Pensar el futuro del trabajo nos obliga a mirar todas las aristas que lo atraviesan. Así como pensar en el desarrollo de una cultura que proporciona todos los aditamentos para romper cualquier lazo de comunidad. Si Estados Unidos opera como la matriz del capitalismo, las empresas chinas han logrado extremar los mandatos liberales y se han valido de su biopoder para licuar cualquier pensamiento articulador de justicia social entre sus trabajadores.

En ese contexto, Juan Carlos Shcmid, Secretario General del Sindicato del Personal de Dragado y Balizamiento, señaló al respecto que “en realidad no solamente estamos afrontando el despertar de un gigante en el Siglo XXI con mucha más fuerza que en las últimas décadas que el siglo pasado, sino que particularmente también se introduce la innovación tecnológica. Por supuesto esto requiere una respuesta del Movimiento Sindical pero también de la política”.
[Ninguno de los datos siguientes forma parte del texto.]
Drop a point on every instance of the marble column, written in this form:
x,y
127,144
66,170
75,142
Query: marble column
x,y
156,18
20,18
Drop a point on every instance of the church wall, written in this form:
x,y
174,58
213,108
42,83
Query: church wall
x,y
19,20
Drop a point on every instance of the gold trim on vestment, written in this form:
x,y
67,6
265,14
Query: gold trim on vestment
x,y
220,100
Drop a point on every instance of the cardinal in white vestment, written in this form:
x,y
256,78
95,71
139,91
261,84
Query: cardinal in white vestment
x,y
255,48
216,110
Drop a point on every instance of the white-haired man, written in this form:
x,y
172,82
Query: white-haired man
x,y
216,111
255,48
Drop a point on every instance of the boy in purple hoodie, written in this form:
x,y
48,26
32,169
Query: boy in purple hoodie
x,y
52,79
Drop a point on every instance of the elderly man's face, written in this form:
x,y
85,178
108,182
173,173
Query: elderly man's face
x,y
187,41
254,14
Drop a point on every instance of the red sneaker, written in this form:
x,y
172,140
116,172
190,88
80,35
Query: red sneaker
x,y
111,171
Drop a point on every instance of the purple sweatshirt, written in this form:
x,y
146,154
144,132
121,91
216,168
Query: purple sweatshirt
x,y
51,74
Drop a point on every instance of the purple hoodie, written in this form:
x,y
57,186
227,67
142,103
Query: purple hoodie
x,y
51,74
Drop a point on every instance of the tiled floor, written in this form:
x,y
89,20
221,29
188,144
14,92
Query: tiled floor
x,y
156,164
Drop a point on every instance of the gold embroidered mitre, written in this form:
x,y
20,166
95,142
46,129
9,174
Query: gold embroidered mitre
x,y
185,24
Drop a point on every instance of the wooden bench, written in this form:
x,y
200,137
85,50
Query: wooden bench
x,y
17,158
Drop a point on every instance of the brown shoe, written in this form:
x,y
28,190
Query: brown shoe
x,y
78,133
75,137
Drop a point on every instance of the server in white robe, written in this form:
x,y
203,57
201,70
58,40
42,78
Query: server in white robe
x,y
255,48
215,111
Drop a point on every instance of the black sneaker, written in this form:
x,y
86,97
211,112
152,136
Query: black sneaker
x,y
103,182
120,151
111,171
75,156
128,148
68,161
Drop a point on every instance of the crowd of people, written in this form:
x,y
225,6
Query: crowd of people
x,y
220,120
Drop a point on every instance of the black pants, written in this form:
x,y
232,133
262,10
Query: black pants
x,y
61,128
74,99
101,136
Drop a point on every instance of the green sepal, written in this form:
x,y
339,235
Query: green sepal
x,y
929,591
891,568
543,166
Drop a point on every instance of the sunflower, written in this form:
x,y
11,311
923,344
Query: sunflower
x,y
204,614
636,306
“La política tiene que actuar con mayúsculas ante este nuevo desafío que implica esta forma de producción. Tiendo a pensar que el problema de la producción china no es, únicamente, el problema del modelo comunista. Es una cuestión cultural. Eso, por ejemplo, viene desde antes de la revolución de Mao”, agregó el dirigente sindical.

Schmid enfatizó que en el documental se pudieron observar, entre otras cuestiones “secuencias y matices de la disciplina del Partido Comunista, que hace más de 70 años que está allí gobernando. Hay que preguntarse algo alrededor de todo esto: ese sistema ha permitido que China se convierta hoy en uno de los punteros de la globalización económica, del otro lado está el mundo occidental con el sistema democrático. Es para pensar, ¿cuál es el que sirve, ese o el sistema democrático occidental?”.

“Obviamente que es una línea de fricción muy fuerte entre Asia y Occidente. Es más, hay que saber que en los grandes fueros internacionales cuando vienen los sindicatos chinos buscan ser aceptados con las características que se han

mostrado en documental y son aceptados”, concluyó el dirigente marítimo.

China y Estados Unidos comparten la hegemonía económica internacional. Son antagonistas en la puja por el dominio del mercado, pero comparten la misma matriz ideológica, si se observa con detenimiento. Fuyao promueve sindicatos amarillos, apoya a en profundidad la meritocracia y la precarización laboral. Demasiadas coincidencias, que los enamorados del nuevo eje totalizador compuesto por China y Rusia soslayan.

Para los argentinos, American Factory representa pensar, como cuestión de fondo, quebrar el dominio del atlantismo, sin caer presos de la hegemonía que promueven a su manera China y Rusia. La actual coyuntura global requiere que las Organizaciones Libres del Pueblo recuperen el sentido profundo del pensamiento nacional, donde la referencia inequívoca es Perón y la Tercera Posición. Solo así podremos encontrar una salida digna para el futuro del trabajo y los trabajadores.